Charles-Louis de Secondat
Charles-Louis de Secondat, Baron de La Brède and de Montesquieu, was born in the Aquitaine region of France on January 18, 1689, during the Age of Enlightenment. Through his education and travels he became a sharp social commentator and political thinker who gained the respect of his fellow philosophers with his masterwork The Spirit of Laws, which went on to have a major influence on English and American government.
Charles-Louis de Secondat, Baron de La Brède and de Montesquieu, was born in the region of Bordeaux, France, on January 18, 1689, to a wealthy family, with maternal connections to the barony. His soldier father also had noble lineage. Even so, Charles-Louis was placed in the care of a poor family during his childhood.
His mother died when he was 7 years old, and at age 11, he was sent to the Oratorian Collège de Juilly near Paris to study literature, the sciences and other precepts of a classical education. He went on to take up law at the University of Bordeaux and began working in Paris after graduation.

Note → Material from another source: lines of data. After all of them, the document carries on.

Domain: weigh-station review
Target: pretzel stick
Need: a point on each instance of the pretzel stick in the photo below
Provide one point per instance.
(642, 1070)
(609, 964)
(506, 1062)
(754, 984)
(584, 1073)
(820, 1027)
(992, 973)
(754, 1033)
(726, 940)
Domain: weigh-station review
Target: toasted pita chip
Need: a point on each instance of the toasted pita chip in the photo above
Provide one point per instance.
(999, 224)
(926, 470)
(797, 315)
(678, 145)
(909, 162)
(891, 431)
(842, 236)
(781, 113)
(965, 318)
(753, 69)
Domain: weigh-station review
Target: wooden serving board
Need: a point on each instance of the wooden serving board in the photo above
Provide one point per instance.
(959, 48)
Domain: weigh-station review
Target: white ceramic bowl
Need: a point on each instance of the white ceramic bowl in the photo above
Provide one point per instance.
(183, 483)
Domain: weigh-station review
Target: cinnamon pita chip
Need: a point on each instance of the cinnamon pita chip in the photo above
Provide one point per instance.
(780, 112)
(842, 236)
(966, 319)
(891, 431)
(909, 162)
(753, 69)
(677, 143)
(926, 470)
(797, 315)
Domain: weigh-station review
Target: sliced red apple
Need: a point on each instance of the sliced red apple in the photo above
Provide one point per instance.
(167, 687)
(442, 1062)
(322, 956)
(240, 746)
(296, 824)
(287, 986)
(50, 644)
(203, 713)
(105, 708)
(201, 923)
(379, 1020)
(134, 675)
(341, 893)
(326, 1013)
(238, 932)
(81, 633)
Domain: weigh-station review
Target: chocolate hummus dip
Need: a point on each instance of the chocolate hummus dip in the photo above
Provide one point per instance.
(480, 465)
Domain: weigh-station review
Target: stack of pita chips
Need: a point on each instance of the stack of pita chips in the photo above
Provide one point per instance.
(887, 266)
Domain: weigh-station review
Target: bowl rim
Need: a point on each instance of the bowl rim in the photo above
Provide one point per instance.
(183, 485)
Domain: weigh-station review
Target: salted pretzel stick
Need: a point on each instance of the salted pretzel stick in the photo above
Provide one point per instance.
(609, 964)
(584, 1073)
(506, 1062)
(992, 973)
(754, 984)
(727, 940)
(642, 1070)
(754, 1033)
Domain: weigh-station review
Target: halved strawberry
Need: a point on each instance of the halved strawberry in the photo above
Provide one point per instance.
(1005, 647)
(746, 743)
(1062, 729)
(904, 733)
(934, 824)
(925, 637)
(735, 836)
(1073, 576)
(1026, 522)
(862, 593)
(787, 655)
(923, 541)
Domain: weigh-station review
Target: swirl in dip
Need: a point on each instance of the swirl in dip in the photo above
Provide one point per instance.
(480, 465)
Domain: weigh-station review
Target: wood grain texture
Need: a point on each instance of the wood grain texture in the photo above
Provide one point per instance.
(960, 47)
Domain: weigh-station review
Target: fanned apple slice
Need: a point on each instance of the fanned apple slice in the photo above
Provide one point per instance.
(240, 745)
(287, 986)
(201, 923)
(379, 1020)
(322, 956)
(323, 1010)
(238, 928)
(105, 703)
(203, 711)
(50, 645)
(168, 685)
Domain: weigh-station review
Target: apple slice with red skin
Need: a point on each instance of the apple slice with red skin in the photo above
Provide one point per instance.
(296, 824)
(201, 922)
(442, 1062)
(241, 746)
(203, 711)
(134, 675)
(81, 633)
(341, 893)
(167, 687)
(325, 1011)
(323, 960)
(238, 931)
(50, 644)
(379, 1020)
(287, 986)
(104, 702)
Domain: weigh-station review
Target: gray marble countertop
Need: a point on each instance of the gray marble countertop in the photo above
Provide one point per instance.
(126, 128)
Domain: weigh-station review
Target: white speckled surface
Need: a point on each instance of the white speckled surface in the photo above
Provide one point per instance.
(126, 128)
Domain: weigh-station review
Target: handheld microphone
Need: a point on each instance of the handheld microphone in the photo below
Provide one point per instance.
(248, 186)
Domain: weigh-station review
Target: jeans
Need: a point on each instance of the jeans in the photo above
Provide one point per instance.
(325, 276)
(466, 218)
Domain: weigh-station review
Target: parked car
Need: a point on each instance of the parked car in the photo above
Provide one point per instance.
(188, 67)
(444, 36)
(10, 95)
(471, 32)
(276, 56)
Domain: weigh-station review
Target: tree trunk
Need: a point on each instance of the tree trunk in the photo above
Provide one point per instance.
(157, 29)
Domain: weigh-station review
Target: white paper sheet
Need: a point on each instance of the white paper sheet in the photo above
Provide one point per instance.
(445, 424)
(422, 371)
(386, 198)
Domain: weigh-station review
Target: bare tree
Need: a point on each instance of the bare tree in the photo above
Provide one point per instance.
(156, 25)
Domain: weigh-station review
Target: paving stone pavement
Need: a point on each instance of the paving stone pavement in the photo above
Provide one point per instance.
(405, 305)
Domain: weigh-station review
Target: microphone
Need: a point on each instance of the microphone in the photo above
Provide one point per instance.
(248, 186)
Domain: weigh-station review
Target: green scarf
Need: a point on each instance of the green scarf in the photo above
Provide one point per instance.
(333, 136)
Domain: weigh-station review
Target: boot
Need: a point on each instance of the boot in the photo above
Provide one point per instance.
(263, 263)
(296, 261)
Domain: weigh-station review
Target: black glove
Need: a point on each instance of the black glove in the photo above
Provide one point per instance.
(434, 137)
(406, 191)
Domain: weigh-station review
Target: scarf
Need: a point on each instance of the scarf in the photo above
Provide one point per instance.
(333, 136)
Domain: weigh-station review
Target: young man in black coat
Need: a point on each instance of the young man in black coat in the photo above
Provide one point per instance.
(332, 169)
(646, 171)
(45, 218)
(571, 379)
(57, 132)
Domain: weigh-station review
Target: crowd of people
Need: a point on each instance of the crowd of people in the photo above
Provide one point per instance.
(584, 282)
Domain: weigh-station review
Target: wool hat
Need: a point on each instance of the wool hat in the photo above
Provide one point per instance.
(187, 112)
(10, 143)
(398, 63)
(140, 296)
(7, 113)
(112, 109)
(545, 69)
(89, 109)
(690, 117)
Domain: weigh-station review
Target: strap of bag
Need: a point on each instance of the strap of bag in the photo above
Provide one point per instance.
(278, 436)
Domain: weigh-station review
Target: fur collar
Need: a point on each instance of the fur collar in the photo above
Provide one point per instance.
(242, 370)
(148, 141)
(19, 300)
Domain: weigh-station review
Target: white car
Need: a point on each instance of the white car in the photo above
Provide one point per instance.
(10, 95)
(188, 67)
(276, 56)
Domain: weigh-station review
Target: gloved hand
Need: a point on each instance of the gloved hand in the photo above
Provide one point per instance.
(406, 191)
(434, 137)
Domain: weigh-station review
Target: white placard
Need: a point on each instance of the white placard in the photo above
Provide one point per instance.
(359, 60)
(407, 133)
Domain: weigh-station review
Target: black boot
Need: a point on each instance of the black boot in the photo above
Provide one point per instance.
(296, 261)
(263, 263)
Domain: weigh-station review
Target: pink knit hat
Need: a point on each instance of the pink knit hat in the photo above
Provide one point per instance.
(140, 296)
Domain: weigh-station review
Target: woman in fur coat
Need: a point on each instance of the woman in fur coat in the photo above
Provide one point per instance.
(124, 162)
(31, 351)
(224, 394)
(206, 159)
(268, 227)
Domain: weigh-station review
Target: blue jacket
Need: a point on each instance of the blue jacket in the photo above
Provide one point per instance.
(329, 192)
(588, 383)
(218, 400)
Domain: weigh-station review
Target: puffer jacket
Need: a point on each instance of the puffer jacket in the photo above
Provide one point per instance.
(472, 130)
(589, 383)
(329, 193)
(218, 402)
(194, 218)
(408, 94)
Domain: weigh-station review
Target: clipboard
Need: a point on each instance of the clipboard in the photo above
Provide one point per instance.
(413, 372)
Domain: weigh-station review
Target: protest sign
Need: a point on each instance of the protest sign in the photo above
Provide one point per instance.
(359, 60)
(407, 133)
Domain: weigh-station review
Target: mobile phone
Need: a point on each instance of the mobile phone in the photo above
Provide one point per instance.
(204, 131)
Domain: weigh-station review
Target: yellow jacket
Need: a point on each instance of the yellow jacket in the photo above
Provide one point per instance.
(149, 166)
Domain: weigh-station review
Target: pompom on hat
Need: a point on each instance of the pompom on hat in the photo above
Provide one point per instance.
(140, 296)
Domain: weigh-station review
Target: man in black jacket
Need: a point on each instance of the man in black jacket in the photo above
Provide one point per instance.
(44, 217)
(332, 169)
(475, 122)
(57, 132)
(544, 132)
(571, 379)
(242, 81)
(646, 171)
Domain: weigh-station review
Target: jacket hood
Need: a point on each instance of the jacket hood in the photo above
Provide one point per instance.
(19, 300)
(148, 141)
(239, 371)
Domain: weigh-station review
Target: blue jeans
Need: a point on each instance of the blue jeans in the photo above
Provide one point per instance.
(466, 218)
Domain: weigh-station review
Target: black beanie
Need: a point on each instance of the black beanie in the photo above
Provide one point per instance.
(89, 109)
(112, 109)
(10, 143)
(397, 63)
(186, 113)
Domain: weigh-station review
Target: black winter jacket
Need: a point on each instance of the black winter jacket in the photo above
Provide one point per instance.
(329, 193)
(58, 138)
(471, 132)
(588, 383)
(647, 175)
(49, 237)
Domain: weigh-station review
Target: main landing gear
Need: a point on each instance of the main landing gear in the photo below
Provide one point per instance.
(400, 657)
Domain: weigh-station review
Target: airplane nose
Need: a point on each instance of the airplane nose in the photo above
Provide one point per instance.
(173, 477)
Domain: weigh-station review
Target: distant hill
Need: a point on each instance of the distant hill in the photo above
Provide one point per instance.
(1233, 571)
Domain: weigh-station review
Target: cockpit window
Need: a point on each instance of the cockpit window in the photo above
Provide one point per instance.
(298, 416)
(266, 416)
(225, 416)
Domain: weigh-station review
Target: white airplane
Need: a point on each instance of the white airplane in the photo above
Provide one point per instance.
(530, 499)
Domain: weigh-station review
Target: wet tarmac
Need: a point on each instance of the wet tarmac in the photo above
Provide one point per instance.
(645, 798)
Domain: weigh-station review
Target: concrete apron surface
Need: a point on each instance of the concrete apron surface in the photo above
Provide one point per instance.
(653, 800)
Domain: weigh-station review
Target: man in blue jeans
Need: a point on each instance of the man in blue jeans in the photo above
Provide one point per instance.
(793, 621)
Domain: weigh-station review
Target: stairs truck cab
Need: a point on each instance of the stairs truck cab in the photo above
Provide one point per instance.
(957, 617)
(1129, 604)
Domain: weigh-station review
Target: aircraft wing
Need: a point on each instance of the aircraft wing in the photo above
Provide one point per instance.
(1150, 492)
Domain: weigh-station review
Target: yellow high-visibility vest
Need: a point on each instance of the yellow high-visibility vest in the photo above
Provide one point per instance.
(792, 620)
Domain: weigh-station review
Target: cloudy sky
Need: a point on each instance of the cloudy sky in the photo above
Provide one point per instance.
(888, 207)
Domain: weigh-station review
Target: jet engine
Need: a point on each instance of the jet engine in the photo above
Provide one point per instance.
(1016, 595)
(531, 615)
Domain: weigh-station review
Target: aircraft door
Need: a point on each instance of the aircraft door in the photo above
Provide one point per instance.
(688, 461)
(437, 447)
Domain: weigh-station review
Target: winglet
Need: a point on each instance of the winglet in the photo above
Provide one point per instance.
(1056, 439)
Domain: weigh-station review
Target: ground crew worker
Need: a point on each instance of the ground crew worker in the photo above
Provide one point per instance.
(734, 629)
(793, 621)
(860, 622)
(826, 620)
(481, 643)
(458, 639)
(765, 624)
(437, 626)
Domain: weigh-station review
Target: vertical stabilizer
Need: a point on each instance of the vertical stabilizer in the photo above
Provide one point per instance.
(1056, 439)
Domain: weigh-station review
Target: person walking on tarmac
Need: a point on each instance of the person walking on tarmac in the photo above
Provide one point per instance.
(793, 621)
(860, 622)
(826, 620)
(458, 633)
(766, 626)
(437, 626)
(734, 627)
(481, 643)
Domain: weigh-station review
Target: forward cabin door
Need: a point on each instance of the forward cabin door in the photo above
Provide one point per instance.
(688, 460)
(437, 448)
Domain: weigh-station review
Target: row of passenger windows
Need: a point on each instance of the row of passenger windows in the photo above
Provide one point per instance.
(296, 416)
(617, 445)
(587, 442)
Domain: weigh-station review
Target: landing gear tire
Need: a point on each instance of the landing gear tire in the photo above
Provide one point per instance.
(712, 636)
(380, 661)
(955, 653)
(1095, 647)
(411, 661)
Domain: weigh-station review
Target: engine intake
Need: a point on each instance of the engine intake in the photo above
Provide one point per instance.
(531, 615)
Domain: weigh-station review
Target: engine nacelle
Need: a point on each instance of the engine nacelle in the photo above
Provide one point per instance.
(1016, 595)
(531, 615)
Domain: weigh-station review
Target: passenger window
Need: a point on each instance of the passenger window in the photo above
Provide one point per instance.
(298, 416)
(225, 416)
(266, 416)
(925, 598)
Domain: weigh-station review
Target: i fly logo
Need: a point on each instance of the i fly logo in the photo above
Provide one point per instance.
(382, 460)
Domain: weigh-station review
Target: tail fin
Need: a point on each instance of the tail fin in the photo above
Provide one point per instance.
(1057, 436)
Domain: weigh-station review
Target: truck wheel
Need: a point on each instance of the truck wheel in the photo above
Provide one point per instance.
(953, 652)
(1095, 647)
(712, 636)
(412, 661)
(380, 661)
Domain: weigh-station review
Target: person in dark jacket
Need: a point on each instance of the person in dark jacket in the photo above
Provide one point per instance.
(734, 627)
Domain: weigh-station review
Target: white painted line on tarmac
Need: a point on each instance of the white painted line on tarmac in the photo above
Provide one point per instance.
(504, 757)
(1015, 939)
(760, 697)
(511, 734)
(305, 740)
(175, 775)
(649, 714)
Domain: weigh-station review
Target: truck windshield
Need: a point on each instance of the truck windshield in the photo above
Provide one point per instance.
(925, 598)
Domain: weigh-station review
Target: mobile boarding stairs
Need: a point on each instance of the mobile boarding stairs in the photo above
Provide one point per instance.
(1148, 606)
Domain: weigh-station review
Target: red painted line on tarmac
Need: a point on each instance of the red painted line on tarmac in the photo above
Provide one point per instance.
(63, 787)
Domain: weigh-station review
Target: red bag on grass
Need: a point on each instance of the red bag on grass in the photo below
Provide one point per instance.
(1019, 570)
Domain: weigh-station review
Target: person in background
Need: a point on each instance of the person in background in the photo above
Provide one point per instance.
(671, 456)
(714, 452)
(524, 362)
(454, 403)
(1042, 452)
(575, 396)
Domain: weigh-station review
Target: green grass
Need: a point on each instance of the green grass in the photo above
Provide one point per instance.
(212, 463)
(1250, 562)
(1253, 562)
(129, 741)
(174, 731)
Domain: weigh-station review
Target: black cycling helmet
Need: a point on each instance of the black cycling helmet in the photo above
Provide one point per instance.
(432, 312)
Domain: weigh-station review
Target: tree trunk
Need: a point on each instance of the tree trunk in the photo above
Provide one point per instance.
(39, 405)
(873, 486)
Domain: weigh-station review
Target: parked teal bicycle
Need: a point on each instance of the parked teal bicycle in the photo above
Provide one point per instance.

But the next four years brought a quick succession of changes: He returned to Bordeaux in 1713 when his father died; in 1714 he became councilor to the Bordeaux parliament; in 1715 he married Jeanne de Lartigue (who came with a large dowry); and in 1716 his uncle died, leaving him lands and titles as the Baron de La Brède and de Montesquieu.
As such, he became deputy president of the Bordeaux Parliament. Now socially and financially secure, he devoted himself to his passions, including Roman law, history, biology, geography and physics.
Fame as Political Thinker
In 1721, Montesquieu gained fame with the publication of the Persian Letters, a politically biting satire of religions, monarchies and the rich French under the guise of an epistolary novel, although he disdained calling it that. He moved to Paris, traveled extensively, and continued to publish, switching to political treatises such as a consideration of the fall of Rome.
His masterwork, The Spirit of Laws, published in 1748, had enormous influence on how governments should work, eschewing classical definitions of government for new delineations. He also established the idea of a separation of powers—legislative, executive and judicial—to more effectively propagate liberty. Although the Catholic Church put Spirit on its list of banned books, the work influenced France's Declaration of the Rights of Man (Declaration des Droits de l’Homme et du Citoyen) and the U.S. Constitution. Montesquieu later published his Défense de L’Esprit des Lois in 1750.
Death and Legacy
Montesquieu died of a fever in Paris on February 10, 1755. Although he had fathered two daughters and a son with his wife, he had been devoted to his work. He was regarded as genial and generous, and had a wide and international circle of admirers, from Scottish philosopher David Hume to Hegel to future American president James Madison.
But Montesquieu's democratic outlook was still in part a reflection of his time. He believed women were supposedly unfit as heads of the home while fit to govern as written in The Spirit of Laws: "It is against reason and against nature for women to be mistresses in the house...but not for them to govern an empire. In the first case, their weak state does not permit them to be preeminent; in the second, their very weakness gives them more gentleness and moderation, which, rather than the harsh and ferocious virtues, can make for a good environment." Ironically, he had left his wife in charge of their household during his travels.